I don’t know what happened to my model rockets and their paraphernalia after we moved.  They didn’t come with me, so I can only surmise they were given to a community yard sale.  Some of them probably weren’t in very good shape so I don’t doubt that they’d just been gotten rid of.  After that, my interest in rocketry was limited to what I saw on television, as the Space Race was capturing everyone’s imagination back then.  And since then I’ve never, ever, been in the right place at the right time to personally witness another launch.

And you know what?  Doesn’t look like it’s going to happen tonight, either – the clouds have been moving in all afternoon and the sky is now completely overcast.  But, really, that’s okay.  If I ever do get to see a big rocket leap into the sky, I want it to be much more up close and personal than from 100 miles away.  Until then I’ll be content to think back about my time, so long ago, as a Rocket Boy.  They’re good memories.

2 thoughts on “Rocket Boy

  1. In the old days–mid ’70s–when I was a forecaster at Cape Canaveral, I could arrange for visitors to launch weather rockets from a pad at the tip of the Cape.
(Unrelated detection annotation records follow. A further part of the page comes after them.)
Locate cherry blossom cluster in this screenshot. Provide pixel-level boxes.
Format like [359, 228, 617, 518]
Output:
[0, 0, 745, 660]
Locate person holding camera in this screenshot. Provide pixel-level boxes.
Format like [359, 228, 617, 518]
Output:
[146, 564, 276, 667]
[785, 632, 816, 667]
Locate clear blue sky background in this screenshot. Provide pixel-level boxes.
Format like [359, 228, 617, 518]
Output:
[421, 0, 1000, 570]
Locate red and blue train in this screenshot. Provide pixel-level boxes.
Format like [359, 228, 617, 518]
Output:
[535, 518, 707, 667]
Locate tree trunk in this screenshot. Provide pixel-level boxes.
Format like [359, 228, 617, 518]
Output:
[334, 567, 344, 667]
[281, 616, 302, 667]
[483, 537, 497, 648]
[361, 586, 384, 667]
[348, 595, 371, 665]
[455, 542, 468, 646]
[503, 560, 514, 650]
These rockets were launched three times a week (more often before major launches) and consisted of a solid-fuel motor about 6 ft long and 4 inches in diameter, surmounted by a dart about 3 ft long and an inch and a half in diameter, containing a temperature sensor–a radiosonde–attached to a parachute , by which it was tracked. The person launching the rocket sat in a block-cottage (not big enough to be called a blockhouse) a perhaps 200 ft from the launch pad, and got a real countdown, (“Five-four-three-two-one-zero”), and a real switch to throw. The rocket would take off with a whoosh! and burn for about 5 seconds, by which time it was 5000+ ft up, going very fast. The dart would come off the nose of the rocket and continue up to 100,000 to 200,000 ft–20 to 40 miles–at which time the dart would come apart and the radiosonde would come down under the parachute. As the radiosonde descended, its signals would be tracked by radio direction finding, so that the altitude, wind, and upper-air temperature could be calculated, The rocket motor, the parts of the dart, and the instrument and parachute would end up in the ocean off the Cape–though I know of at least one case where the motor casing fell on land a few hundred yards from the block-cottage. The data from the radiosonde would be encoded and put on weather teletype; and a copy of the data and messages would be given to the person who launched the rocket for his or her edification and amusement, along with an “I Launched a Rocket from the Cape” certificate . Folks I got to launch a weather rocket include Gordy Dickson, Pete Weston, Bob Tucker, and Carl Sagan, among others. (I tried to arrange a launch for Arthur C Clarke before one major launch, but his schedule didn’t allow him to.) You’d think Big Name Pros like Gordy, who had been sending spaceships across the galaxy for decades, would be blasé about launching a mere weather rocket from the Cape, but no…they LOVED it! Gordy’s grin when he flipped the switch went all the way to the back of his neck. They–NASA, ultimately–still launch rocketsondes at the Cape, but as far as I know, they no longer let “civilians” launch them. Pity.